Bruce fece appena in tempo a sbiancare, che Il sorriso del rosso si allargò pienamente.
«Figlio di-»
Nel momento in cui la voce rabbiosa del padrone di casa si spense, Jerome roteò seccato le iridi verso l'alto, posandosi una mano aperta sul petto mortificato, con fare teatrale.
«Me lo ripetete ogni volta! Credete che non lo sappia?» sbuffò offeso, strisciando verso il corpo addormentato del minore.
Lo sovrastò, piantando i palmi contro al tappeto per non rovinargli addosso e ridacchiando divertito.
Le iridi verdi saettavano compulsive lungo tutta la figura imprigionata.
«Oh, Brucie. Sei un vero spasso! Ovviamente mi piacerebbe tanto, ma non ti ucciderò, almeno non ora. Dobbiamo divertirci ancora parecchio insieme!» gongolò, abbassandosi fino a posare un bacio sulla fronte rilassata di Bruce, che doveva aver percepito il contatto, perché si mosse nel sonno, facendo inarcare un sopracciglio incuriosito al rosso.
«J-Jerome, no-»
Il tono supplichevole si perse nell'aria.
Rapidamente, l'espressione del killer mutò da confusa, a euforica nel giro di qualche secondo. Sgranò gli occhi, liberando uno dei suoi sorrisi migliori.

***

Appena la luce del mattino gli sfiorò le palpebre, Bruce scattò seduto con un gemito sorpreso, vagamente terrorizzato.
Era ancora vivo e - soprattutto - la stanza sembrava non portare più nemmeno il ricordo di Jerome. O del suo odore.
Lasciando vagare le iridi preoccupate verso ogni angolo del salotto, il moro notò due pezzi di stoffa rossi accuratamente piegati, posti sopra al cuscino costoso del divano.
Aggrottò la fronte, levandosi in piedi.
Accanto al suo pigiama, un foglio stropicciato faceva bella mostra di sé, rivelando una calligrafia disordinata, ma leggibile.           Allungò d'istinto la mano, acchiappando il biglietto e portandoselo davanti agli occhi. Bastarono pochi secondi e l'espressione sul suo viso cambiò radicalmente. Da perplessa, a quasi divertita.

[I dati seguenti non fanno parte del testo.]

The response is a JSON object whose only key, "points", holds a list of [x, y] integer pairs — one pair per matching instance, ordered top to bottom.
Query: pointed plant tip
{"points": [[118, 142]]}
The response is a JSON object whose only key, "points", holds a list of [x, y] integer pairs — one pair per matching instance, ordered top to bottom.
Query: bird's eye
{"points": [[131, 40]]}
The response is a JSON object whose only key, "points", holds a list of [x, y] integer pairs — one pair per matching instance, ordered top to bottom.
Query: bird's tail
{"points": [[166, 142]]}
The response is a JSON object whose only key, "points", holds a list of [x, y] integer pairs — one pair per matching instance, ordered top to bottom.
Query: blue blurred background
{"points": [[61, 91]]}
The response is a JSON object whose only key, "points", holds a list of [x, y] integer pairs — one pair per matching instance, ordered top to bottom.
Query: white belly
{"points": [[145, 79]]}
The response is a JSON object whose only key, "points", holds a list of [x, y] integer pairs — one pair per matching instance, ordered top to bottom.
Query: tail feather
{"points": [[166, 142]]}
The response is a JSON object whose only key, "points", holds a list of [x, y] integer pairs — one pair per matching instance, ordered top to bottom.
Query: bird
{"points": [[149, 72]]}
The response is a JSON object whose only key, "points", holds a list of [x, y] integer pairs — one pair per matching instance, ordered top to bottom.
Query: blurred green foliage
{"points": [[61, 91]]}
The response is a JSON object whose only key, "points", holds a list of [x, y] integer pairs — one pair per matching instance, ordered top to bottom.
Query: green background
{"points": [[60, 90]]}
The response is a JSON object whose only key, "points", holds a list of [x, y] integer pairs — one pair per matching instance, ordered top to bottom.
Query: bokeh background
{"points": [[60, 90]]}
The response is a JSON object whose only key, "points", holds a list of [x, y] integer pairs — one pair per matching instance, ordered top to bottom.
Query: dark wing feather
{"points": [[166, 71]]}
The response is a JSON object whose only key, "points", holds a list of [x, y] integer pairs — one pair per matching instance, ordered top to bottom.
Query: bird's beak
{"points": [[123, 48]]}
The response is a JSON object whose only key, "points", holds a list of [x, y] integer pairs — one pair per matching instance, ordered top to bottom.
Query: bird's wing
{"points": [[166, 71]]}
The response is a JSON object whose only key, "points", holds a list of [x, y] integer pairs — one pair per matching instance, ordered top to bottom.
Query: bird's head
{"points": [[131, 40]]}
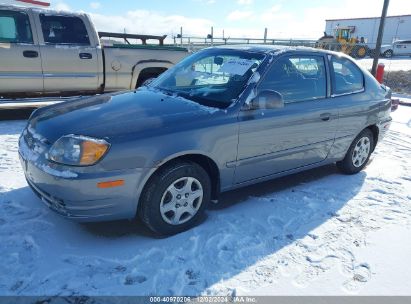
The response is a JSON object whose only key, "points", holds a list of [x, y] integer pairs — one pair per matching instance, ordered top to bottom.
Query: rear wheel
{"points": [[360, 52], [358, 154], [175, 198]]}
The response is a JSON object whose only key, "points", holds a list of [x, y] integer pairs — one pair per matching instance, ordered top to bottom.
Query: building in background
{"points": [[31, 3], [396, 28]]}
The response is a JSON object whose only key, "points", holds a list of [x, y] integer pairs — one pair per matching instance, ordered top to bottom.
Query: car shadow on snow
{"points": [[247, 226]]}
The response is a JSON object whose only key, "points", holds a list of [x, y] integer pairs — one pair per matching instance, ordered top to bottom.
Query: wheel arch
{"points": [[375, 132], [204, 161]]}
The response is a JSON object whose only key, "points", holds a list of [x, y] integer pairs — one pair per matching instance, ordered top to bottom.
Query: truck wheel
{"points": [[360, 52], [388, 54], [358, 154], [175, 198]]}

«Buongiorno Brucie! Dormito bene? Beh, sei ancora vivo, quindi.... ah, quasi dimenticavo, mi servivano dei contanti. Ho ficcato le mie pallide manine nella tasca dei tuoi pantaloni da damerino, spero non ti dispiaccia. E faccio davvero schifo in cucina, perciò niente colazione pronta... ehi suppongo di doverti ringraziare per stanotte. Abbiamo sul serio avuto un momento io e te, uh?! Imbarazzante!
Come ho già detto, sei vivo... però questa fortuna non durerà a lungo. Ti auguro di godertela. Almeno fino al nostro prossimo incontro!
Stammi bene, ma non troppo... non vorrei ti ci abituassi!
- J»

Bruce sospirò, sollevando lo sguardo verso il rumore della serratura che scattava.
«Sono a casa, signorino Bruce!»
La voce del maggiordomo riempì ogni stanza, costringendolo ad appallottolare quel messaggio e a nasconderlo dietro la schiena, stringendo poi il pugno con forza.
«Ciao Alfred. Come sono andate le ferie?»